Alexandre Istrati - Lyrical abstraction

Alexandre Istrati (1915 in Dorohoi, Romania – 1991 in Paris, France) was a Franco-Romanian painter. He won numerous prizes, including 1953 the Prix Kandinsky.
He married fellow Romanian abstract expressionist painter, Natalia Dumitresco.
«Istrati was an internationally acclaimed exponent of the Abstraction Lyrique movement which was the European equivalent to Abstract Expressionism in America, and included Soulages, Schneider, Germain and Lanskoy amongst others. This magnificent example painted at the height of the movement wonderfully demonstrates his powerful style of sensuously nurtured surfaces and supremacy of colour.
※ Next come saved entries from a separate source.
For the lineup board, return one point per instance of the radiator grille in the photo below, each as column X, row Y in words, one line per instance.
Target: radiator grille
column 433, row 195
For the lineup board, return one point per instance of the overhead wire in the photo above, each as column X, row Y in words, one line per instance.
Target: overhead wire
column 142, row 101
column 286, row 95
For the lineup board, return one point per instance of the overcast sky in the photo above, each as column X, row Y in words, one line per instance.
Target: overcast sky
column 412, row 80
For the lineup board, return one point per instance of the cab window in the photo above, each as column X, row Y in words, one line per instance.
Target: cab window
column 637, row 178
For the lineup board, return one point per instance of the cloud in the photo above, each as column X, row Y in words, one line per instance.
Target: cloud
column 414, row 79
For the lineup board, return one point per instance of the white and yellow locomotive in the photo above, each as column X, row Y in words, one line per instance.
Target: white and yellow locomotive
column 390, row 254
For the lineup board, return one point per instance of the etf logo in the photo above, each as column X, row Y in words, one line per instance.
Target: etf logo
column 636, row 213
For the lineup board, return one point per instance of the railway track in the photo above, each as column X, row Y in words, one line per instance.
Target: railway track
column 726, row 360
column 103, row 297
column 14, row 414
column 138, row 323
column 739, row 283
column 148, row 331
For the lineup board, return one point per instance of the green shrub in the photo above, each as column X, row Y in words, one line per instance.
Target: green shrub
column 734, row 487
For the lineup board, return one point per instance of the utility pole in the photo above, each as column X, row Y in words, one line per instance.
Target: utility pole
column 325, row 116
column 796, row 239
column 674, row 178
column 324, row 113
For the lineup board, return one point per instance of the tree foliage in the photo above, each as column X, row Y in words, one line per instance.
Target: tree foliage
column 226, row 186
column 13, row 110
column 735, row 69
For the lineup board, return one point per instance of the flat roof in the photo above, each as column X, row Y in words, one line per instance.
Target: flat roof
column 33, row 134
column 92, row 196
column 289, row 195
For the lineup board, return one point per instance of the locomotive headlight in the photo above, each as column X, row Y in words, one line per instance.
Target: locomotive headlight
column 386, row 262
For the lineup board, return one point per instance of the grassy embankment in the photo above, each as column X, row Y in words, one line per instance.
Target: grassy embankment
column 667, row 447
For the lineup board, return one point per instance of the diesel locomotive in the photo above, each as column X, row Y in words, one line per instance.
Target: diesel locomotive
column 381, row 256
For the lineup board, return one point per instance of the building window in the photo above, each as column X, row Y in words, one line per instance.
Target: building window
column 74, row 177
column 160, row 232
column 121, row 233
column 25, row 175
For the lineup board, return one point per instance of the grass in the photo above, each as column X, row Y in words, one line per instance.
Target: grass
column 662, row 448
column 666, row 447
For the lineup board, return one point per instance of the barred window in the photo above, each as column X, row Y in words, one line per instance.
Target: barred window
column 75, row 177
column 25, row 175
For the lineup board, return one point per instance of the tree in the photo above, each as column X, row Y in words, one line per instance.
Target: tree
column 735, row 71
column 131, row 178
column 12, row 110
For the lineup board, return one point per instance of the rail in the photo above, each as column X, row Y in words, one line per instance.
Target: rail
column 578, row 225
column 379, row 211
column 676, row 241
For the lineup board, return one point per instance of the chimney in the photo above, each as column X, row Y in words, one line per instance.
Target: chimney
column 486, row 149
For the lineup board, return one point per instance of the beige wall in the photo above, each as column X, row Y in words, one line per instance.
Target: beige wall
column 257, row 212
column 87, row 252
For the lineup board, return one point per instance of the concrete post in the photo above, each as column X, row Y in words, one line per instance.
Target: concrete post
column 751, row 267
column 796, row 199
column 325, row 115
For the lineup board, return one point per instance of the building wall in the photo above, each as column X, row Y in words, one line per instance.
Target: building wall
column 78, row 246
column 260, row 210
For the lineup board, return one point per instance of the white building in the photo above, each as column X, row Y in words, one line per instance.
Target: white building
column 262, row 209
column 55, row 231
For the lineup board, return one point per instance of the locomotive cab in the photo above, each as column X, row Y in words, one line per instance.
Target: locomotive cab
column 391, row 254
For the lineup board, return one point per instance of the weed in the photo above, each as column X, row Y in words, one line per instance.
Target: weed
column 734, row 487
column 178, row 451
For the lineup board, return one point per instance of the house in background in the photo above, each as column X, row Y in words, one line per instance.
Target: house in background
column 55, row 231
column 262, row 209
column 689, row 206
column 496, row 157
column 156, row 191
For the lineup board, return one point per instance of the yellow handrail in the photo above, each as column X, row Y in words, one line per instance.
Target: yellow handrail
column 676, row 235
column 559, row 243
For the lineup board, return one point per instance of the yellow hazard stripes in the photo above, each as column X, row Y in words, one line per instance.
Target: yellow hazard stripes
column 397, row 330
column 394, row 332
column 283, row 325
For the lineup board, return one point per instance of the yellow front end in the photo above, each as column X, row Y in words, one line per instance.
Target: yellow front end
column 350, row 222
This was the apogee of the Modernist era which advocated a purely self-referential autonomy of art and in this work we experience the raw physicality of the paint so dramatically that we no longer read the painting as a two dimensional representation, but as a vibrant and highly energised sculptural object.
Having attended the Academy of Art in Bucharest Istrati arrived in Paris in 1947, where he and his wife, the painter Natalia Dumitresco, were befriended by their compatriot Constantin Brancusi who gave them a studio next to his and helped introduce them to the thriving Paris art scene. Istrati’s uncompromising avant-garde spirit soon became renowned and when he exhibited his first abstract paintings at the Salon des Superindépendants  in 1948 the critics applauded his radical new style. The following year in 1949 he held his first one-man show at Galerie Breteau which was so successful the leading art dealers Collete Allendy and Dénise René both invited Istrati to exhibit at their eponymous galleries. In the circle of these highly influential gallerists Istrati found himself at the forefront of the post-war avant-garde along with artists such as Soulages, Deyrolle, Magnelli and Poliakoff with whom he became particularly close. In 1953 he was awarded the prestigious Prix Kandinsky and was appointed to the committee of the Salon d’Octobre and in the next few years he would also serve on the committees of the Salon Comparaison and the groundbreaking Salon des Réaltités Nouvelles.»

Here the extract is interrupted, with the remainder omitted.